PDA

View Full Version : my small question.


BanMe
January 13th, 2011, 22:44
What is the best way to call the functions listed below to determine what data is what, string or digit(0-9) or possibly hex(digit+a-f).Would you choose to recognize strings firsts or hex.

using only these functions.
Code:

int isalnum(int c) -- True if c is alphanumeric.
int isalpha(int c) -- True if c is a letter.
int isascii(int c) -- True if c is ASCII .
int iscntrl(int c) -- True if c is a control character.
int isdigit(int c) -- True if c is a decimal digit
int isgraph(int c) -- True if c is a graphical character.
int islower(int c) -- True if c is a lowercase letter
int isprint(int c) -- True if c is a printable character
int ispunct (int c) -- True if c is a punctuation character.
int isspace(int c) -- True if c is a space character.
int isupper(int c) -- True if c is an uppercase letter.
int isxdigit(int c) -- True if c is a hexadecimal digit.


for example..
you have a table with x elements assume you know nothing of what the table holds in it.
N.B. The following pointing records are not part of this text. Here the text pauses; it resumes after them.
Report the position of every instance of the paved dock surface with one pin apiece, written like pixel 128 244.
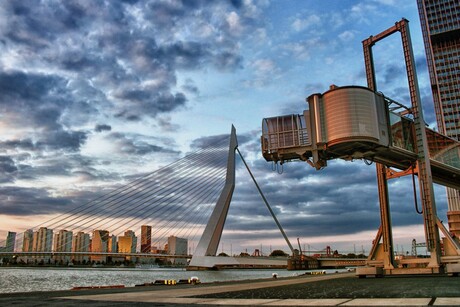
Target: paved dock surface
pixel 324 290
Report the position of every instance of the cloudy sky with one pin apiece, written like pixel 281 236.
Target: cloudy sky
pixel 96 93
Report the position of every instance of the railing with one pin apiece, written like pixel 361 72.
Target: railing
pixel 284 132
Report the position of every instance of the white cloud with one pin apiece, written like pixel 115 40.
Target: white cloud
pixel 304 23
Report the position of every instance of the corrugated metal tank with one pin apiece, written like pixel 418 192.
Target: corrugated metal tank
pixel 354 113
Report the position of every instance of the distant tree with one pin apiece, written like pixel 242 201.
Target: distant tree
pixel 278 253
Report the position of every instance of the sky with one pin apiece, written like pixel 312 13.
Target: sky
pixel 96 93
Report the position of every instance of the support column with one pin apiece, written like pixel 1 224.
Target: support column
pixel 209 242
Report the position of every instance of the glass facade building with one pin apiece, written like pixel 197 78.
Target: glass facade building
pixel 440 22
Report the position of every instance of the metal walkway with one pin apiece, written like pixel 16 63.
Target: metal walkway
pixel 355 123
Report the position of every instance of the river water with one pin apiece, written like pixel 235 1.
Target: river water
pixel 48 279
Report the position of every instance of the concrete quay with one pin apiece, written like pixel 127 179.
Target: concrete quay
pixel 342 289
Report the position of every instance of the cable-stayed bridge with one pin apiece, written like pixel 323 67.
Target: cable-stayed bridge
pixel 187 200
pixel 174 200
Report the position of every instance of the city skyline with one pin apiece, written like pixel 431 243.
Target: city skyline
pixel 441 32
pixel 93 96
pixel 45 240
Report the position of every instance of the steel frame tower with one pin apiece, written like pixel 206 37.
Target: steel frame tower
pixel 440 22
pixel 423 162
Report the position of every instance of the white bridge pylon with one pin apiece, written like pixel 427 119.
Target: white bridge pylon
pixel 204 256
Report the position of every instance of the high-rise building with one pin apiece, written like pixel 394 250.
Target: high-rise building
pixel 42 240
pixel 63 243
pixel 440 21
pixel 113 245
pixel 27 240
pixel 99 243
pixel 146 238
pixel 81 243
pixel 177 246
pixel 127 243
pixel 10 241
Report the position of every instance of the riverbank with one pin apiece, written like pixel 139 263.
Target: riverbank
pixel 329 289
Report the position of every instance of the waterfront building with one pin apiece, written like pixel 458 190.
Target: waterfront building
pixel 81 243
pixel 440 22
pixel 63 243
pixel 127 244
pixel 42 242
pixel 27 240
pixel 113 244
pixel 99 244
pixel 177 246
pixel 146 239
pixel 10 241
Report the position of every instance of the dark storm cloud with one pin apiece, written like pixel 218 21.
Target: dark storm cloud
pixel 19 86
pixel 132 144
pixel 102 127
pixel 29 201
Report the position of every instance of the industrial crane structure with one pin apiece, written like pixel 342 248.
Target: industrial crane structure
pixel 355 122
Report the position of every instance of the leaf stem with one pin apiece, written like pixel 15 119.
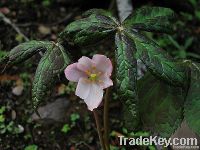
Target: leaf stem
pixel 105 119
pixel 96 117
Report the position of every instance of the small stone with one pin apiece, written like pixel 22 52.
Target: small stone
pixel 55 111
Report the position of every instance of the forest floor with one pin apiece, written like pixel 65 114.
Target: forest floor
pixel 66 123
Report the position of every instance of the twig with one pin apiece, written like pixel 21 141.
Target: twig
pixel 96 117
pixel 105 119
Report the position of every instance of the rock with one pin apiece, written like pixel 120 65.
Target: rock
pixel 17 90
pixel 184 132
pixel 53 111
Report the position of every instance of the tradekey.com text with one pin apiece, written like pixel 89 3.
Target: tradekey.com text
pixel 180 143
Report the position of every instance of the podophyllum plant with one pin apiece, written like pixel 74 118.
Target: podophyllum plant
pixel 168 93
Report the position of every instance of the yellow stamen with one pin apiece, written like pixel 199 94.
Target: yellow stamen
pixel 93 77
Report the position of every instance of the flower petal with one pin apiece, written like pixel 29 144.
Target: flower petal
pixel 72 73
pixel 105 81
pixel 83 88
pixel 85 63
pixel 95 97
pixel 103 63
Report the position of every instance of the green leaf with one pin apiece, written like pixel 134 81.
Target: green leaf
pixel 89 30
pixel 97 11
pixel 158 61
pixel 54 61
pixel 25 50
pixel 192 105
pixel 126 79
pixel 31 147
pixel 161 105
pixel 156 19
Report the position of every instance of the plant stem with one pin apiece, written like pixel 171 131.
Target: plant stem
pixel 105 119
pixel 96 117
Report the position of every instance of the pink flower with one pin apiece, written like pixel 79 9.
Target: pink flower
pixel 92 75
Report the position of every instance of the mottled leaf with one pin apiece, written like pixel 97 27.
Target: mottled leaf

In what order do you think calling these functions above would cover the most 'data' correctly?

Kayaker
January 14th, 2011, 01:03
OK, I'll bite. There might be some funky mathematical proof to come up with the most efficient scheme, but looking at the table at the link below I think one could derive a somewhat intuitive method:

http://www.cplusplus.com/reference/clibrary/cctype/


Maybe.. for the basic 127-character ASCII set, using iscntrl and isspace would eliminate everything from 0x00-0x20 and 0x7F. Everything left would fall into the isgraph category. That would mean you wouldn't need to use isprint, for a start.

isgraph however is covered by isalnum and ispunct, so that means you could also omit using isgraph.

At the same time, isalnum = isalpha + isdigit, so you could omit isalnum from your algo.

And isalpha = isupper + islower, so you don't really need isalpha.

Etc. Distill it down in that way and you could come up with a minimum list of cctypes which will cover all bases. At that point it probably doesn't matter much how you put them together.

I might have missed something, but I think what's left to cover everything is: iscntrl, isspace, ispunct, isdigit, isupper, islower

BanMe
January 14th, 2011, 19:52
Thanks to kayaker for a very complete and thorough answer.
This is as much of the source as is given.